Indicates statistical significance (P<0.05).

Immunohistochemical expression in peritoneal nodules and prognosis

The impact of immunohistochemical expression in peritoneal nodules on prognosis was similar to that of the primary tumour. The expression of CD133, ALDH1 and Lgr5 was not associated with overall survival (46.4 vs. 20.9%, P=0.617 for CD133; 35.7 vs. 26.9%, P=0.576 for ALDH1; and 29.0 vs. 34.8%, P=0.679 for Lgr5) (Fig. 5A–C). By contrast, the 5-year disease-free survival after complete surgery was significantly superior in the patients with CD133-positive peritoneal nodules (39.5 vs. 22.4%, P=0.040). However, no significant difference was observed in the expression of ALDH1 and Lgr5 in peritoneal nodules (27.9 vs. 34.7%, P=0.906 for ALDH1; and 27.5 vs. 45.8%, P=0.767 for Lgr5) (Fig. 5D–F).

Figure 5

Association of stem cell marker expression levels in peritoneal nodules with prognosis. Overall survival according to the expression of (A) CD133, (B) aldehyde dehydrogenase-1 (ALDH1), and (C) leucine-rich repeating G-protein coupled receptor-5 (Lgr5). Disease-free survival according to the expression of (D) CD133, (E) ALDH1, and (F) Lgr5.
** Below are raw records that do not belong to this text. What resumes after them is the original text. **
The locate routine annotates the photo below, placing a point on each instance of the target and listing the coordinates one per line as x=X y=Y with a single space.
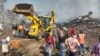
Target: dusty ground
x=35 y=48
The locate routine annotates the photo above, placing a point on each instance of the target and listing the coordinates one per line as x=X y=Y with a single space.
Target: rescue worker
x=72 y=31
x=20 y=28
x=81 y=39
x=5 y=48
x=61 y=36
x=96 y=48
x=14 y=28
x=72 y=46
x=50 y=43
x=62 y=49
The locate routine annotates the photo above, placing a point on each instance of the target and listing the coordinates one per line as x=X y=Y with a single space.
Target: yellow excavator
x=40 y=24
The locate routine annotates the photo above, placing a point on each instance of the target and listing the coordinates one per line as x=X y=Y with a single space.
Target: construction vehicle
x=40 y=24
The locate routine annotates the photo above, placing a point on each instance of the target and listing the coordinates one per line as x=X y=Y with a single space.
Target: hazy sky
x=64 y=8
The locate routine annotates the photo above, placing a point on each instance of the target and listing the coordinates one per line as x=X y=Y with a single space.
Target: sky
x=64 y=9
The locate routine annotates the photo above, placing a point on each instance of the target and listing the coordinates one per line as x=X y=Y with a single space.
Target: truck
x=40 y=24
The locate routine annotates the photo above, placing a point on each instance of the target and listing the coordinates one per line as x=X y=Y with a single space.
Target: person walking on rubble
x=61 y=36
x=14 y=28
x=62 y=48
x=81 y=39
x=50 y=43
x=20 y=28
x=5 y=48
x=72 y=46
x=72 y=31
x=96 y=48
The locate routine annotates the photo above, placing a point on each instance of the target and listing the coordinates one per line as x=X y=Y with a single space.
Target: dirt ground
x=33 y=47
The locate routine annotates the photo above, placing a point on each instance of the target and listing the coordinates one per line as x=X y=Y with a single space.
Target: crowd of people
x=67 y=42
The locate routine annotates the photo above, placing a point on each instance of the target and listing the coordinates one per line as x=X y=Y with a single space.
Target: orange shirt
x=81 y=38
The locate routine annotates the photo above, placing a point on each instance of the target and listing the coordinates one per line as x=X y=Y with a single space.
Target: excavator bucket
x=26 y=9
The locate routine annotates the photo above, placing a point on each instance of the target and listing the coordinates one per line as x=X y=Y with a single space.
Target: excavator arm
x=28 y=11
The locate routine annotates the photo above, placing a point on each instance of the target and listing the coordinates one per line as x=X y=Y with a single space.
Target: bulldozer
x=40 y=24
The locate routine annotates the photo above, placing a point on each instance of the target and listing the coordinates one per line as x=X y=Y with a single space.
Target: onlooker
x=20 y=28
x=96 y=48
x=5 y=48
x=14 y=28
x=50 y=42
x=72 y=31
x=61 y=36
x=81 y=39
x=62 y=49
x=72 y=46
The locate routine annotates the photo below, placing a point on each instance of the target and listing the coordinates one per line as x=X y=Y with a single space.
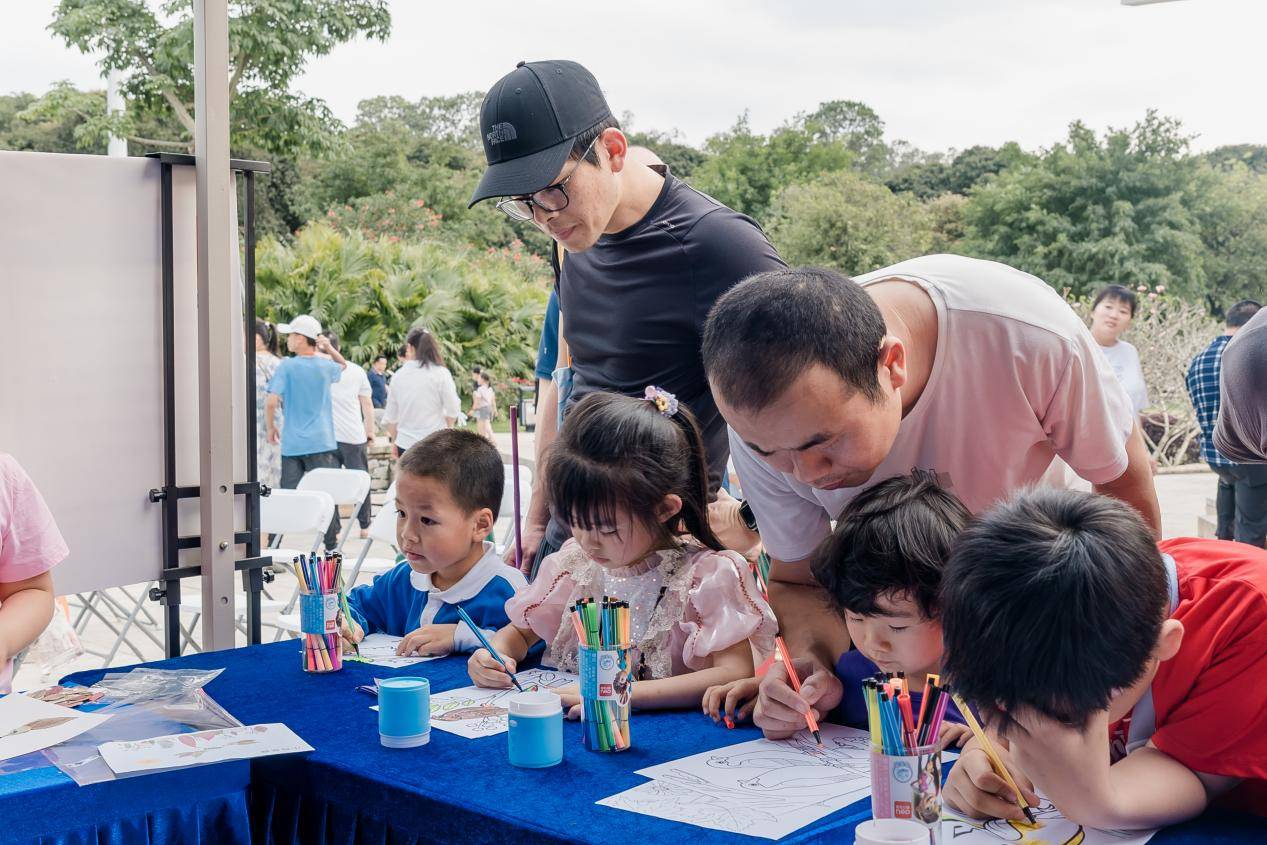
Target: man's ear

The CD133 expression patterns were clearly associated with disease-free survival. The optimal survival was observed when both the primary tumour and peritoneal nodules were CD133-positive (double positive, Fig. 6), and this was followed by the survival of patients with CD133 positivity either in the primary tumour or peritoneal nodules (single positive). The worst survival was observed when CD133 expression was negative in both the primary tumour and peritoneal nodule (double negative) (49.8, 33.0 and 13.7%, respectively; P-value for the trend, P=0.011) (Fig. 7).

Figure 6

CD133 staining pattern in (A) a primary tumour and (B) a peritoneal nodule (original magnification, ×100; scale bars, 100 µm).

Figure 7

Association of the expression pattern of CD133 and disease-free survival. Double positive, both primary tumour and peritoneal nodules are CD133-positive; single positive, either primary tumour or peritoneal nodules are CD133-positive; double negative, both primary tumour and peritoneal nodules are CD133-negative.

CD133 expression and chemosensitivity

We further evaluated the sensitivity to chemotherapy according to CD133 expression. Systemic chemotherapy significantly improved the overall survival of the CD133-negative group (HR, 0.19; 95% CI, 0.07–0.50, P<0.001) while the risk reduction in the CD133-positive group was not statistically significant (HR, 0.61; 95% CI, 0.27–1.38, P=0.231). Furthermore, the positive impact of systemic chemotherapy in the CD133-negative group was significantly greater than that in the CD133-positive group (P-value for the interaction, P=0.039).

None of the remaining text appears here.